Maka dari itu tak heran jika Titis mengeluhkan rendahnya kesadaran diri
perihal penggunaan kendaraan pribadi.”Psikologis kita lama-lama kan ikut
terganggu kalau mengalami kemacetan seperti ini terus. Frustasi pasti ada,”
Ungkapnya.
Di sisi lain, menurut Titis, pembangunan citywalk juga belum maksimal.
Citywalk masih terpusat di jalan protokol seperti Jalan Slamet Riyadi. Di jalan
yang menjadi arus menuju Slamet Riyadi, fasilitas pejalan kaki juga masih
sempit. Ini pula yang mungkin menyebabkan masyarakat belum mau berjalan kaki.
”Ada rasa malas yang datang ketika kita melihat fasilitas pejalan kaki ini belum
maksimal,” tuturnya.
Diskusi berlanjut dan kembali ke pembahasan Sukardal. Reza, peserta diskusi
yang berasal dari Lembaga Pers Mahasiswa Islamika UMS mengutarakan pendapatnya.

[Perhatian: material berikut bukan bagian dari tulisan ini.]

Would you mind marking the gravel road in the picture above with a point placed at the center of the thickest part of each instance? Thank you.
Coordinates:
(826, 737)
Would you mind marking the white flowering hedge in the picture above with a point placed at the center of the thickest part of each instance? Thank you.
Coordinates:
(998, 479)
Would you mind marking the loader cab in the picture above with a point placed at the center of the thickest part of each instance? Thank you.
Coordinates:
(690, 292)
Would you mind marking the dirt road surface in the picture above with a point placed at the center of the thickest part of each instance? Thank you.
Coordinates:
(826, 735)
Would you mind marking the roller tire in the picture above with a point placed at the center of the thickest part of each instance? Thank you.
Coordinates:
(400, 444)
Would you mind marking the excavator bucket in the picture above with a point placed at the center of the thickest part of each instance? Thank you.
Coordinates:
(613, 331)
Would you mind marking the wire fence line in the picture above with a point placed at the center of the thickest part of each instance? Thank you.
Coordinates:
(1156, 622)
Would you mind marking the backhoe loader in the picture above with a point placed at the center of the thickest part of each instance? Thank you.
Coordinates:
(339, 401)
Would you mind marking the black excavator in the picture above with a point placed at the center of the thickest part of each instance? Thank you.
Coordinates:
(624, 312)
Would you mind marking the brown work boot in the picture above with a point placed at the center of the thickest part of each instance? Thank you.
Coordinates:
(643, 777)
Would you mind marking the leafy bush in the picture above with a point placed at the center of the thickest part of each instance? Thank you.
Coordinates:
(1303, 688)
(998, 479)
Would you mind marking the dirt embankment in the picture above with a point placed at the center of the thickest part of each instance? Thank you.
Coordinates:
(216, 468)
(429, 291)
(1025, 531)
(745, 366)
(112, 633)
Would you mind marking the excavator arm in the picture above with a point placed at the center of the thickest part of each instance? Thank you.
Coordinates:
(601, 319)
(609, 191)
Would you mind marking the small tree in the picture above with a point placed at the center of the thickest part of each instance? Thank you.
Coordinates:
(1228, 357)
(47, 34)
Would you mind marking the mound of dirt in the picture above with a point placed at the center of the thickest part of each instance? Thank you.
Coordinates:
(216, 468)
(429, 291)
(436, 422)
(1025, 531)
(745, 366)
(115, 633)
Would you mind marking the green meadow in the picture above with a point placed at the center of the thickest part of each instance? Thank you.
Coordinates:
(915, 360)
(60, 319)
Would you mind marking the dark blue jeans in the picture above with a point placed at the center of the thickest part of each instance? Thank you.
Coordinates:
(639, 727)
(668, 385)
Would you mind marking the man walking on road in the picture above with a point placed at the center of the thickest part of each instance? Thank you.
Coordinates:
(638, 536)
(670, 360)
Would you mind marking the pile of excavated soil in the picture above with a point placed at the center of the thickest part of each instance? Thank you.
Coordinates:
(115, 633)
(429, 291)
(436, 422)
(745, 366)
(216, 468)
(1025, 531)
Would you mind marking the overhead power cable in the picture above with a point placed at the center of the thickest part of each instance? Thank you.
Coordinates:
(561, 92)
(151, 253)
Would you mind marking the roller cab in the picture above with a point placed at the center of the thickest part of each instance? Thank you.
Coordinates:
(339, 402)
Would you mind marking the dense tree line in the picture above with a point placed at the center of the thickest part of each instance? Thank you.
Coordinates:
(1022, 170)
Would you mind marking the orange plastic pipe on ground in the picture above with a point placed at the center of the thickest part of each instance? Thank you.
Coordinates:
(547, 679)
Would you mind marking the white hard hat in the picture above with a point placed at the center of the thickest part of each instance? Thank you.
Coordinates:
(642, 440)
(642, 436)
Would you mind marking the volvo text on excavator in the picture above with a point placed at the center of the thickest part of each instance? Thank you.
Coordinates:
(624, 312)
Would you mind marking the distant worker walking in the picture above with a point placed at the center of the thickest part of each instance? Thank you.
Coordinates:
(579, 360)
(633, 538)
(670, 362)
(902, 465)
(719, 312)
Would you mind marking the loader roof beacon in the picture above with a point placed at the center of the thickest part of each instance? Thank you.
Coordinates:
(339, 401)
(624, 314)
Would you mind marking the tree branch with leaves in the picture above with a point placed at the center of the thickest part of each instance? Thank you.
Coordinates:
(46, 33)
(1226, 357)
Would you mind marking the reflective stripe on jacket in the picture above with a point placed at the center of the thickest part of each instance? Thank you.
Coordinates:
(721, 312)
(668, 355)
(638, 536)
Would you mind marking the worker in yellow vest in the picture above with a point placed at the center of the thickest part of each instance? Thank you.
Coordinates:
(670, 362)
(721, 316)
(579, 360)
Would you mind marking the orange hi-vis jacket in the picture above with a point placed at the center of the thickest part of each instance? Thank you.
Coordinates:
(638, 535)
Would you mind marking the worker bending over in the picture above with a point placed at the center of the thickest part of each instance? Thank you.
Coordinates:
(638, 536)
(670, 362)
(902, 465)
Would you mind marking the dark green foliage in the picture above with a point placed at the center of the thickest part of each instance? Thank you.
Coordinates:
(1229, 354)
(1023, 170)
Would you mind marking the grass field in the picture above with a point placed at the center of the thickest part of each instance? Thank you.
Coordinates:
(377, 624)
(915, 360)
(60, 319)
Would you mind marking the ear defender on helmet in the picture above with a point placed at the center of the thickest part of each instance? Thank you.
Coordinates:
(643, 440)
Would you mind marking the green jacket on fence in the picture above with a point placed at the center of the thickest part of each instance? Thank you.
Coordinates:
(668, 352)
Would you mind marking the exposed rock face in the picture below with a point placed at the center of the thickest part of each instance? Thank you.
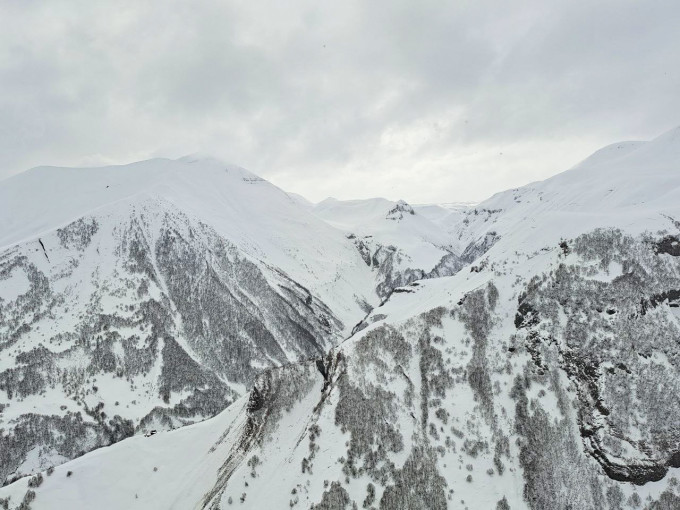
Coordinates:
(135, 320)
(620, 346)
(564, 387)
(393, 265)
(399, 210)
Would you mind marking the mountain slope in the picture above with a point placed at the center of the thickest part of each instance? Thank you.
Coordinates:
(399, 244)
(155, 306)
(546, 375)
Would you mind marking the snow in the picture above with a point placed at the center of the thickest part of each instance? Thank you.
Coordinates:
(253, 214)
(633, 186)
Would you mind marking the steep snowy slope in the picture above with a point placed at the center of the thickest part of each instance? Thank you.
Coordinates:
(546, 375)
(398, 243)
(148, 296)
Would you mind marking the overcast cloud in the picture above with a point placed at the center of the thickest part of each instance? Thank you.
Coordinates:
(421, 100)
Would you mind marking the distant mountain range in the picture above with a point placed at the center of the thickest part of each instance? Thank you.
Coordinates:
(520, 353)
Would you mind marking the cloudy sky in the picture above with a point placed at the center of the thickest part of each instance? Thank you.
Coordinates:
(422, 100)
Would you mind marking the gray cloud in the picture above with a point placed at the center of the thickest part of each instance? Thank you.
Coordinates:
(429, 101)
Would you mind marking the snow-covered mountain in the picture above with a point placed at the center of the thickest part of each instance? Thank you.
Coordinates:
(544, 374)
(148, 296)
(401, 243)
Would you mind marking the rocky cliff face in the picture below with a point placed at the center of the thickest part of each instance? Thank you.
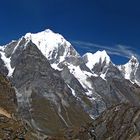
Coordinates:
(58, 89)
(121, 122)
(11, 125)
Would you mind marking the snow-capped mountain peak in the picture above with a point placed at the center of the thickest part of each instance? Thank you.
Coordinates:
(53, 45)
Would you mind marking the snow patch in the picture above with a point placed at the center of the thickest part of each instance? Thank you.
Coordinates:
(99, 56)
(7, 62)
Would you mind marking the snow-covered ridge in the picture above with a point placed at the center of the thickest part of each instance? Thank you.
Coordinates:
(98, 57)
(49, 44)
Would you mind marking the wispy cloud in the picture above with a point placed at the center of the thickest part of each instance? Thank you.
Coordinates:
(120, 50)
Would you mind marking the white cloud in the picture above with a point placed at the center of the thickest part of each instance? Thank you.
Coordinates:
(120, 50)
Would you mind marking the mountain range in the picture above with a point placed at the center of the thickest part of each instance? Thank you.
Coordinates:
(57, 89)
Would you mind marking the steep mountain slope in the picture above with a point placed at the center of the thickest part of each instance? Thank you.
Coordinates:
(45, 101)
(11, 125)
(121, 122)
(52, 79)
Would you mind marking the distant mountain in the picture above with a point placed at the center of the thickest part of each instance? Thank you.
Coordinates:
(57, 88)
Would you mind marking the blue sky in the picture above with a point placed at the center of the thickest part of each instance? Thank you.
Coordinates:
(91, 25)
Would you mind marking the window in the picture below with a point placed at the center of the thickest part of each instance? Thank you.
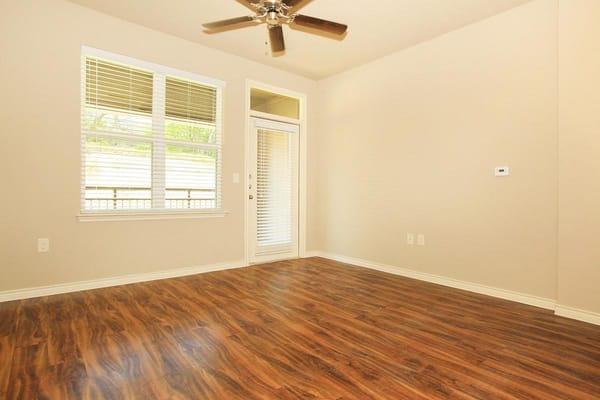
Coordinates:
(151, 138)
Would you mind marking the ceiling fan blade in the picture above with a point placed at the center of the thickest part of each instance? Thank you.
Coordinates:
(227, 23)
(276, 37)
(296, 4)
(320, 24)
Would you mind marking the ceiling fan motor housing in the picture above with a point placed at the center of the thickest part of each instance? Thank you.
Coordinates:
(272, 18)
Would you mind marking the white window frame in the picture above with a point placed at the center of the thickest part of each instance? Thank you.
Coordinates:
(160, 73)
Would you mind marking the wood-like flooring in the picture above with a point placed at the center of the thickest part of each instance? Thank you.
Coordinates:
(302, 329)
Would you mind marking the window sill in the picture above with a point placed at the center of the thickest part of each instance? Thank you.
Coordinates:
(148, 215)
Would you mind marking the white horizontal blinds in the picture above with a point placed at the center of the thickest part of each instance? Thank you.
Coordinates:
(117, 133)
(149, 140)
(275, 191)
(193, 152)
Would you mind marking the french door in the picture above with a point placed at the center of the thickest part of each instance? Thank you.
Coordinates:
(273, 191)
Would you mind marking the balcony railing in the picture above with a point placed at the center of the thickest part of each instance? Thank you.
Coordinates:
(120, 198)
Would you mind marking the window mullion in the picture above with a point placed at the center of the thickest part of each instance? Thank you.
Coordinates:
(159, 147)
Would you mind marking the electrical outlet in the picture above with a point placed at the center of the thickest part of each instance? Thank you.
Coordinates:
(43, 245)
(502, 171)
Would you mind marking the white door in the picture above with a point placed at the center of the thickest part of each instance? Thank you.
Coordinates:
(273, 191)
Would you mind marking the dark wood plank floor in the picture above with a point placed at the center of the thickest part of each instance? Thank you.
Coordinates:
(305, 329)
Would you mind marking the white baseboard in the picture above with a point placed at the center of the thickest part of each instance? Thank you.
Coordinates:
(549, 304)
(575, 313)
(444, 281)
(115, 281)
(313, 253)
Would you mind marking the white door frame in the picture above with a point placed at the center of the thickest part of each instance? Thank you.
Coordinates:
(302, 160)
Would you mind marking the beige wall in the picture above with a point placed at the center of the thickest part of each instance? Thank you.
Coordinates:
(40, 45)
(409, 143)
(579, 150)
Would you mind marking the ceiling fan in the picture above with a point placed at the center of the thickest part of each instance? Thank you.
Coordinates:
(275, 13)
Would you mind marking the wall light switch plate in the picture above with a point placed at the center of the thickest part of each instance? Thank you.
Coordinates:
(502, 171)
(43, 245)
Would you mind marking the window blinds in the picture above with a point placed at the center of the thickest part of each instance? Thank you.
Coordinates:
(149, 140)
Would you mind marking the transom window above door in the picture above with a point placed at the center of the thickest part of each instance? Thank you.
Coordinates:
(151, 137)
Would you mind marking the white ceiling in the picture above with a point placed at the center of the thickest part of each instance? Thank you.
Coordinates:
(377, 28)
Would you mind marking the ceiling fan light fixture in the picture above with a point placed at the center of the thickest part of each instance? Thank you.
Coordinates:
(275, 13)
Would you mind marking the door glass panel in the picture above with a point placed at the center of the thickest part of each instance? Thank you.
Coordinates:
(274, 202)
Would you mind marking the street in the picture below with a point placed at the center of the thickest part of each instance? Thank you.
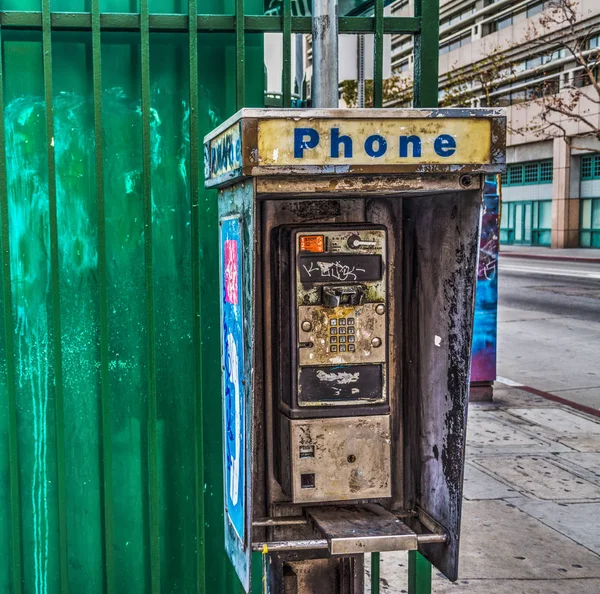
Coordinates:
(549, 327)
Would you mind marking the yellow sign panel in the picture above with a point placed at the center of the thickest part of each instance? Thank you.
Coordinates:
(413, 141)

Reza mengaku berasal dari Bekasi. Di tempatnya, lalu lintas sudah rumit. Jika
mau diurai permsalahannya pun lagi-lagi berbicara birokrasi. Ia juga mengatakan
bahwa Sukardal bukan korban rezim. Baginya Sukardal adalah pihak yang gagal
beradaptasi.
Lara pun menimpali pernyataan Reza dengan mengatakan kalau Sukardal adalah
simbol kerumitan-kerumitan pembangunan. Pada momen-momen tertentu,
Sukardal-Sukardal baru akan muncul karena korban kebijakan yang kurang memihak. ”Saya seringkali bertemu dengan supir angkot dan mendengar keluhan dan
permasalahannya. Karena saya bekerja di bidang advokasi transportasi,”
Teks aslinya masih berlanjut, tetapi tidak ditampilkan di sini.